Meskipun di daerah ini secara
geografis dikuasai Dayak Maanyan, pengaruh budaya Banjar cukup kental membaur.
Jadinya aku suka ditertawakan orang, ngomong dengan bahasa campur bawur antara
Maanyan dan Banjar. Seperti kata ulun yang dalam bahasa Banjar berarti saya,
dalam bahasa Maanyan artinya manusia. Terus terang aku kesulitan untuk untuk
memilah masuk kemana kosa kata itu. Soalnya bahasa Banjar dengan bahasa Jawa
pun cukup banyak penyerapannya. Misalnya pian yang artinya kamu, mungkin dari
kata sampeyan (Jawa Krama Madya/tengah; Sampeyan=kamu). Nggih (Jawa Krama Inggil/halus;
Nggih=iya). Bulik untuk balik (Jawa Ngoko/kasar; Balik=pulang).

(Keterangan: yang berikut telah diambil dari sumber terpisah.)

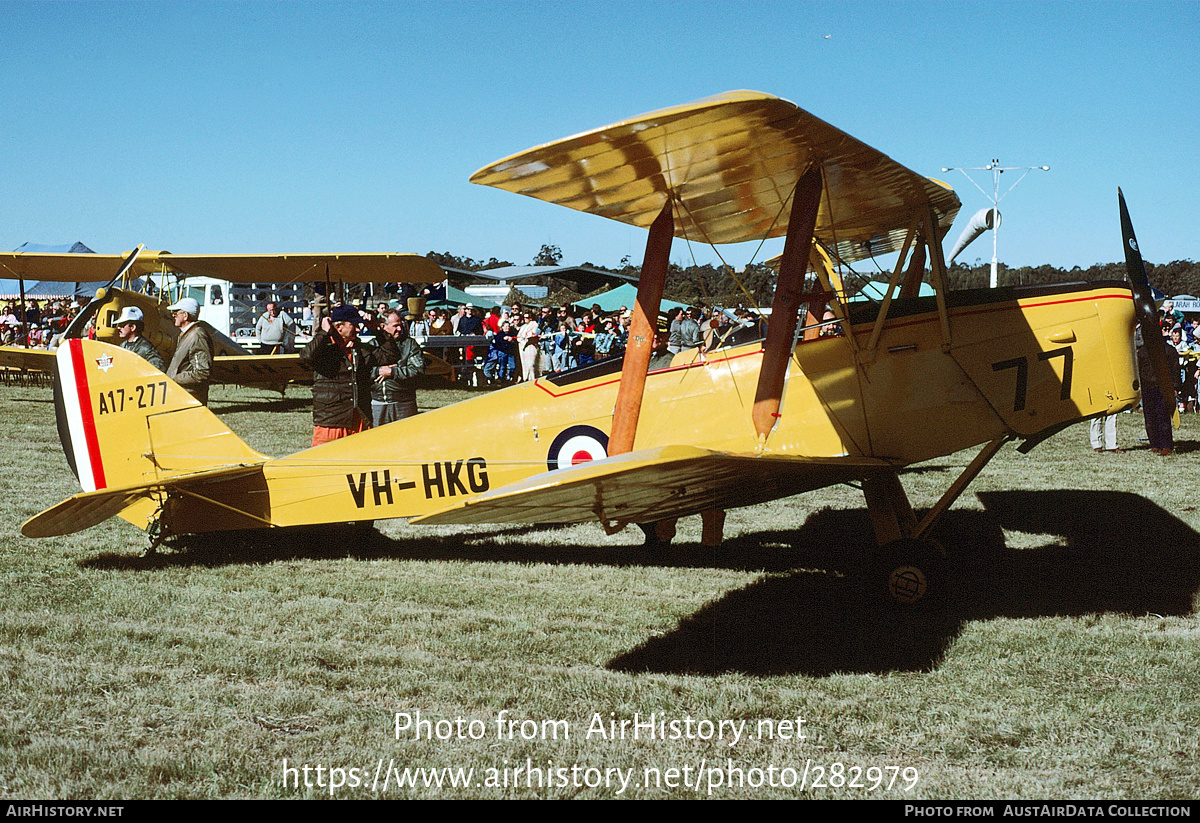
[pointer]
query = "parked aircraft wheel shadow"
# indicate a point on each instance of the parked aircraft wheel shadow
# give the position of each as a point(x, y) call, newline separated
point(814, 612)
point(1111, 552)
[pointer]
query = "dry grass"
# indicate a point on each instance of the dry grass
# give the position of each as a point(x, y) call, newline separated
point(1067, 668)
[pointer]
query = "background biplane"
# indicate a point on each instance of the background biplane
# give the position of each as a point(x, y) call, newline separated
point(232, 362)
point(903, 380)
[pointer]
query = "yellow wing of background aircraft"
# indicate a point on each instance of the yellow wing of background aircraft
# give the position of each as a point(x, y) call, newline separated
point(232, 364)
point(906, 379)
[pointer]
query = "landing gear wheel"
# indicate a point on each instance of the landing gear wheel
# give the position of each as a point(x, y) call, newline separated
point(658, 535)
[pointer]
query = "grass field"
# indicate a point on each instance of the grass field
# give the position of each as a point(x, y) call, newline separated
point(283, 665)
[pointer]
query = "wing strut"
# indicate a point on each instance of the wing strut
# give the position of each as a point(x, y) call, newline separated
point(641, 334)
point(777, 350)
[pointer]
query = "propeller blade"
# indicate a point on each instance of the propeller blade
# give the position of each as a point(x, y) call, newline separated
point(1144, 302)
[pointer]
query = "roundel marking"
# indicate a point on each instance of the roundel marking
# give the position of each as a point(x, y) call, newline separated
point(575, 445)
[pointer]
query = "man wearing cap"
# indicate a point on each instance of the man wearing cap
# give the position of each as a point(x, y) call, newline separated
point(275, 330)
point(341, 365)
point(192, 362)
point(129, 328)
point(393, 396)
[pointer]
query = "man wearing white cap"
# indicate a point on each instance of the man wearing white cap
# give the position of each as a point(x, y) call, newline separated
point(129, 328)
point(192, 361)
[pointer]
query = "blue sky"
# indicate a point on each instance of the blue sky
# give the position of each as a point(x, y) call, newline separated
point(239, 127)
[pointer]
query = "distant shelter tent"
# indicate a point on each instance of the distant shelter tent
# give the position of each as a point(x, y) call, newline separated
point(623, 295)
point(455, 298)
point(583, 278)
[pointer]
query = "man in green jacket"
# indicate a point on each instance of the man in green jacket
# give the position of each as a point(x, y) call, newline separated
point(129, 328)
point(393, 396)
point(192, 362)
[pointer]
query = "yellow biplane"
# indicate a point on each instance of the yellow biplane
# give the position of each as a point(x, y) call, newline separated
point(905, 379)
point(231, 364)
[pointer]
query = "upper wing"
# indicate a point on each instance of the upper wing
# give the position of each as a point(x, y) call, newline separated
point(652, 485)
point(731, 161)
point(381, 268)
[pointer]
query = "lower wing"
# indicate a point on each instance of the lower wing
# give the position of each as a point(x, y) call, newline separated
point(653, 485)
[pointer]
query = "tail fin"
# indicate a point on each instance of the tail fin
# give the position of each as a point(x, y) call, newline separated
point(124, 424)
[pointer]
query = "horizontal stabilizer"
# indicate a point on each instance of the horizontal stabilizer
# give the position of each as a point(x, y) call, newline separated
point(87, 509)
point(653, 485)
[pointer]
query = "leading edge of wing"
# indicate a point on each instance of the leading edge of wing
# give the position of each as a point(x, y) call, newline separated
point(652, 485)
point(351, 268)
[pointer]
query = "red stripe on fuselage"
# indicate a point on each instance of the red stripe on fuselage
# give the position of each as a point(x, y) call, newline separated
point(91, 443)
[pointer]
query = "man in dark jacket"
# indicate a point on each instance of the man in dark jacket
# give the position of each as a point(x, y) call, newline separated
point(341, 365)
point(393, 396)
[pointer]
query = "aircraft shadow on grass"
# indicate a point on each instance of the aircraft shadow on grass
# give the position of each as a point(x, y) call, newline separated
point(811, 614)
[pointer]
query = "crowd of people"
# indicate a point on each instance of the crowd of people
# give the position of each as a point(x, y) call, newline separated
point(525, 342)
point(1183, 336)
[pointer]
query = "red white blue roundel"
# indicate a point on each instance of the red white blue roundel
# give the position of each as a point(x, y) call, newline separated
point(575, 445)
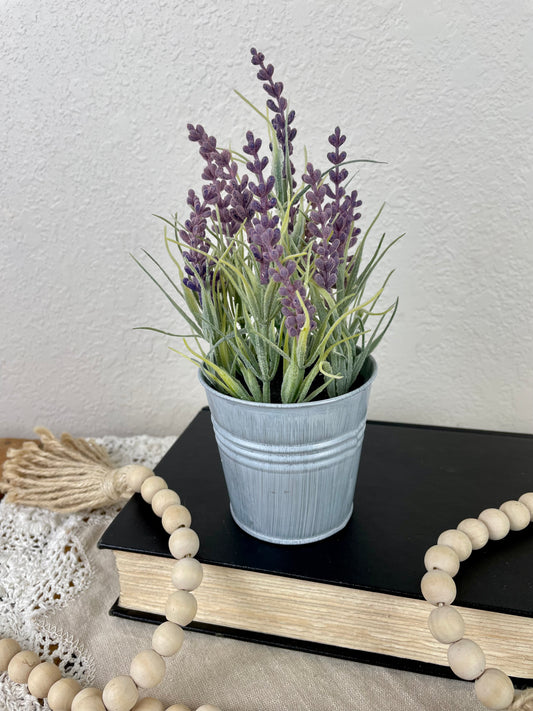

Yang bikin tambah susah kalo
sudah ngumpul, awalnya sih iya pakai
bahasa Indonesia .
Namun lama kelamaan kicauannya beralih ke bahasa masing-masing, hal Ini juga
sering terjadi saat liputan bahkan waktu wawancara sama pejabat setempat.
Awalnya sih lancar-lancar saja karena poin ketiga sumpah pemuda (Kami poetera
dan poeteri Indonesia, mendjoendjoeng bahasa persatoean, bahasa Indonesia)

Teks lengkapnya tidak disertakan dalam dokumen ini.